Il entraîne l’héritier de l’empire ; ils arrivent hors des portes de Rome, en un lieu désert, où Constantin bâtit depuis la basilique de Sainte-Croix.

Là, quelques serviteurs attendoient le prince fugitif ; il veut encore, en fondant en larmes, engager Eudore à se sauver avec lui, mais le martyr en espérance demeure inflexible, et supplie le fils d’Hélène de s’éloigner. Déjà l’on entendoit le bruit des soldats qui cherchoient Constantin. Eudore adresse cette prière à l’Éternel :

« Grand Dieu, si tu réserves ce prince pour régner sur ton peuple, force ce nouveau David à se cacher devant Saül, et daigne lui montrer le chemin du désert de Zéila ! »

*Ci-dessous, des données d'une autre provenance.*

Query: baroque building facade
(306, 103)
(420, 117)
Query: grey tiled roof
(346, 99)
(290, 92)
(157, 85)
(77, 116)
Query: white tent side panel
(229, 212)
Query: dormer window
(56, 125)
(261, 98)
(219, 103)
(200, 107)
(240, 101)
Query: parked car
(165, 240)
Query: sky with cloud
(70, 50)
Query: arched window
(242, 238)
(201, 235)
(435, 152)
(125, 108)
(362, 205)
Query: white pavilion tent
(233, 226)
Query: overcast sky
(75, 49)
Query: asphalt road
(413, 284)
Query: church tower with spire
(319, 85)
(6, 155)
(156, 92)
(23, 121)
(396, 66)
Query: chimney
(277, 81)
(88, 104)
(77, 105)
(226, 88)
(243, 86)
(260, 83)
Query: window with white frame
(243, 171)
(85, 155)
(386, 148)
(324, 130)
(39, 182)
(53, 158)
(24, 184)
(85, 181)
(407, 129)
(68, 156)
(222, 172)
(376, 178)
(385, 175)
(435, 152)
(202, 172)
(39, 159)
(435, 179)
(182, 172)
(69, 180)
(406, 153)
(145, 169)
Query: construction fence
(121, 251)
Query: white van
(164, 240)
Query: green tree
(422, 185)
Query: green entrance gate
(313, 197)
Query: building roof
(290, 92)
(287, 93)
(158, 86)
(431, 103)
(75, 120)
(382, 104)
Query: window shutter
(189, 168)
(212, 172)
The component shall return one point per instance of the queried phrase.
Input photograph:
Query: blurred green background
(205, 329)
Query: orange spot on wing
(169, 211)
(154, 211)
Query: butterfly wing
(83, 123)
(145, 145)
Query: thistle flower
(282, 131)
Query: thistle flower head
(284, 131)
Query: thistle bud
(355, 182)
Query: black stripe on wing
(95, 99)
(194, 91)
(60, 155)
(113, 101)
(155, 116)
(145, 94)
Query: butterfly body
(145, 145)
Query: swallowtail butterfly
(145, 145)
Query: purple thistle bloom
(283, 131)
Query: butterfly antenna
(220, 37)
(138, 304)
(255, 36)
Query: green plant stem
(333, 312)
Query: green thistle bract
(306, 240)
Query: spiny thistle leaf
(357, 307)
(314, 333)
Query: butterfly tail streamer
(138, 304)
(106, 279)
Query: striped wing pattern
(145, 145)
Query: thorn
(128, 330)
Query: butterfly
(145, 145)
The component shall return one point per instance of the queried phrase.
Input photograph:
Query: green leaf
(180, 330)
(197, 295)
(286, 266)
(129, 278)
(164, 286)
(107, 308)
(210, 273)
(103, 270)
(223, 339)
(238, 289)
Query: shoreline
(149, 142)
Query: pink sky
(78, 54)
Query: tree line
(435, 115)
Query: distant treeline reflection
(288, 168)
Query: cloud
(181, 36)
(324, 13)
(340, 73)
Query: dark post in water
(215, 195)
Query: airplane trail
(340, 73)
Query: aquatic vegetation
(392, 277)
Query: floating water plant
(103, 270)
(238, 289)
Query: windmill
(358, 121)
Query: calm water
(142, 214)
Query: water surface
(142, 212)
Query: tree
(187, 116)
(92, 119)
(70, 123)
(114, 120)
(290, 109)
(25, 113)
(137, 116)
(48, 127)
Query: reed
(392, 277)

Aussitôt le tonnerre gronde sous un ciel serein, la foudre frappe les remparts de Rome, un ange trace une voie lumineuse dans l’occident.

Constantin obéit aux ordres du ciel : il embrasse son ami, et s’élance sur son coursier. Il fuit ; Eudore lui crie :

« Souvenez-vous de moi quand je ne serai plus ! Prince, servez de protecteur et de père à Cymodocée ! »

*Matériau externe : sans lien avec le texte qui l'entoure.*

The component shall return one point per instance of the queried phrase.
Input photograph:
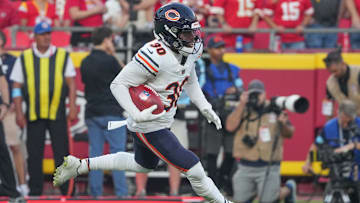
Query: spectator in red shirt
(289, 14)
(8, 14)
(85, 13)
(238, 14)
(353, 7)
(35, 11)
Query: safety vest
(44, 85)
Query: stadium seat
(60, 39)
(22, 40)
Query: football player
(167, 65)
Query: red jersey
(237, 14)
(84, 5)
(8, 14)
(30, 10)
(289, 14)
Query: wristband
(6, 104)
(16, 92)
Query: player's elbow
(114, 87)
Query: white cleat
(67, 170)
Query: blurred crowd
(226, 14)
(217, 79)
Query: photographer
(343, 83)
(222, 79)
(258, 147)
(341, 134)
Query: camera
(340, 164)
(250, 141)
(253, 100)
(293, 103)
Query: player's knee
(196, 172)
(141, 169)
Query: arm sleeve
(194, 92)
(131, 75)
(328, 95)
(70, 69)
(16, 73)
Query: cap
(333, 56)
(256, 86)
(216, 42)
(42, 27)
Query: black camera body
(250, 141)
(253, 100)
(340, 164)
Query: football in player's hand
(144, 97)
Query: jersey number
(291, 11)
(245, 8)
(175, 96)
(159, 49)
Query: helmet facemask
(176, 25)
(186, 41)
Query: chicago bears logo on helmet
(172, 15)
(144, 95)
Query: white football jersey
(168, 73)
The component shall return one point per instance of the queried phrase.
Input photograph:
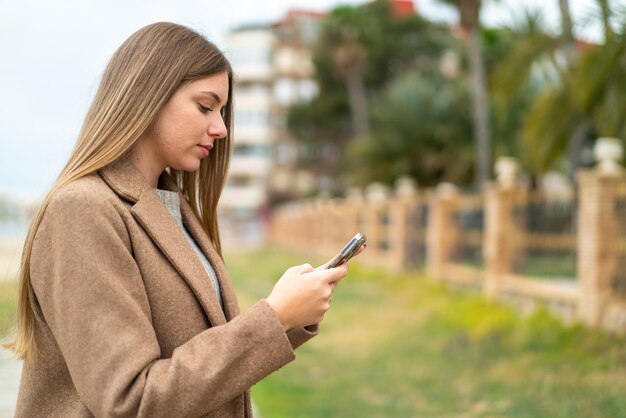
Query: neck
(147, 164)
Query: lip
(205, 148)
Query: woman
(125, 305)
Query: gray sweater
(172, 203)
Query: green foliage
(404, 346)
(421, 128)
(391, 46)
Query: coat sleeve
(93, 299)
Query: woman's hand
(302, 295)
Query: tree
(420, 126)
(591, 89)
(360, 50)
(469, 11)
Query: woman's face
(187, 127)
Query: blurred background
(478, 144)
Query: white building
(273, 69)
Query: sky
(52, 55)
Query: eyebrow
(215, 96)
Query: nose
(217, 128)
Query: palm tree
(591, 90)
(469, 11)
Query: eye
(204, 109)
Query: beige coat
(131, 325)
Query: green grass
(404, 346)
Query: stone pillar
(501, 233)
(353, 206)
(597, 231)
(597, 241)
(441, 232)
(404, 201)
(377, 196)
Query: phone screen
(348, 251)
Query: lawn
(404, 346)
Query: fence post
(597, 231)
(399, 209)
(500, 227)
(441, 230)
(597, 242)
(377, 197)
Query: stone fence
(574, 263)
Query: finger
(303, 268)
(334, 275)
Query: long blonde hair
(140, 78)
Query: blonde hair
(140, 78)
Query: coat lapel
(152, 215)
(231, 306)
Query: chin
(189, 166)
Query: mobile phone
(348, 251)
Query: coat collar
(128, 183)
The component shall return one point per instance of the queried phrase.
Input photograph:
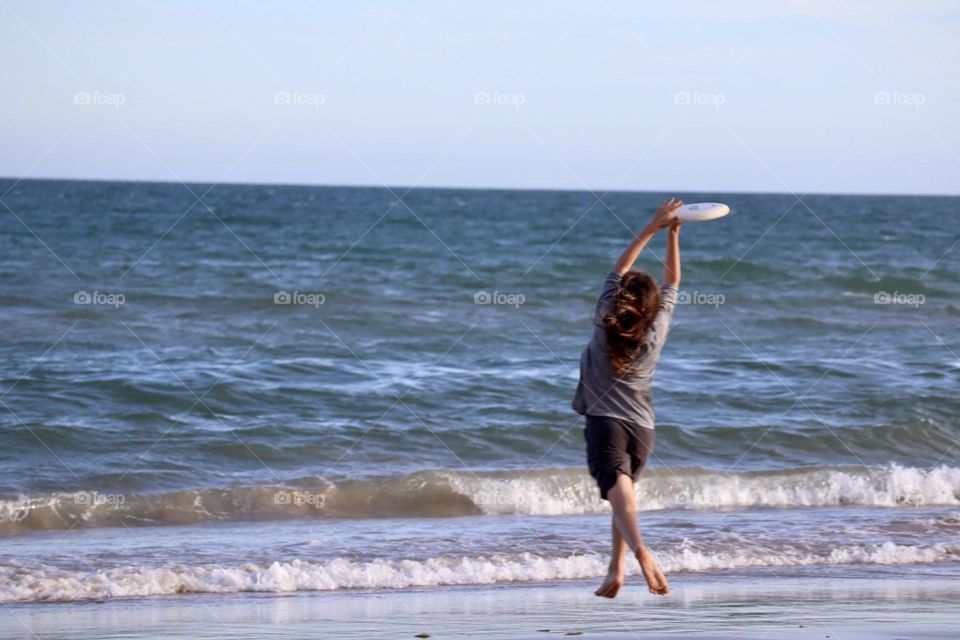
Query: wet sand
(760, 606)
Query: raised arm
(671, 266)
(665, 216)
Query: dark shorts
(615, 446)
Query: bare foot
(656, 581)
(611, 586)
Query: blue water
(390, 394)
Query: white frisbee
(701, 211)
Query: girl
(631, 324)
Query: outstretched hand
(666, 214)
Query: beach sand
(715, 606)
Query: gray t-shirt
(600, 392)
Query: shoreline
(704, 606)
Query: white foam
(557, 494)
(138, 581)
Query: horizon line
(407, 188)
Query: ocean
(277, 389)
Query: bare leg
(624, 503)
(618, 555)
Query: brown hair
(628, 318)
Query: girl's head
(634, 308)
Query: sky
(779, 96)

Vœux inutiles ! Constantin disparoît. Eudore, abandonné, sans protecteur, reste seul chargé de la colère de l’empereur, de la haine d’un rival, devenu premier ministre, de la destinée des fidèles, et pour ainsi dire de tout le poids de la persécution. Dès le soir même, dénoncé comme chrétien par un esclave d’Hiéroclès, il est plongé dans les cachots.

Satan, Astarté, l’esprit de la fausse sagesse, poussent tous trois un cri de triomphe dans les airs, et livrent le monde au démon de l’homicide.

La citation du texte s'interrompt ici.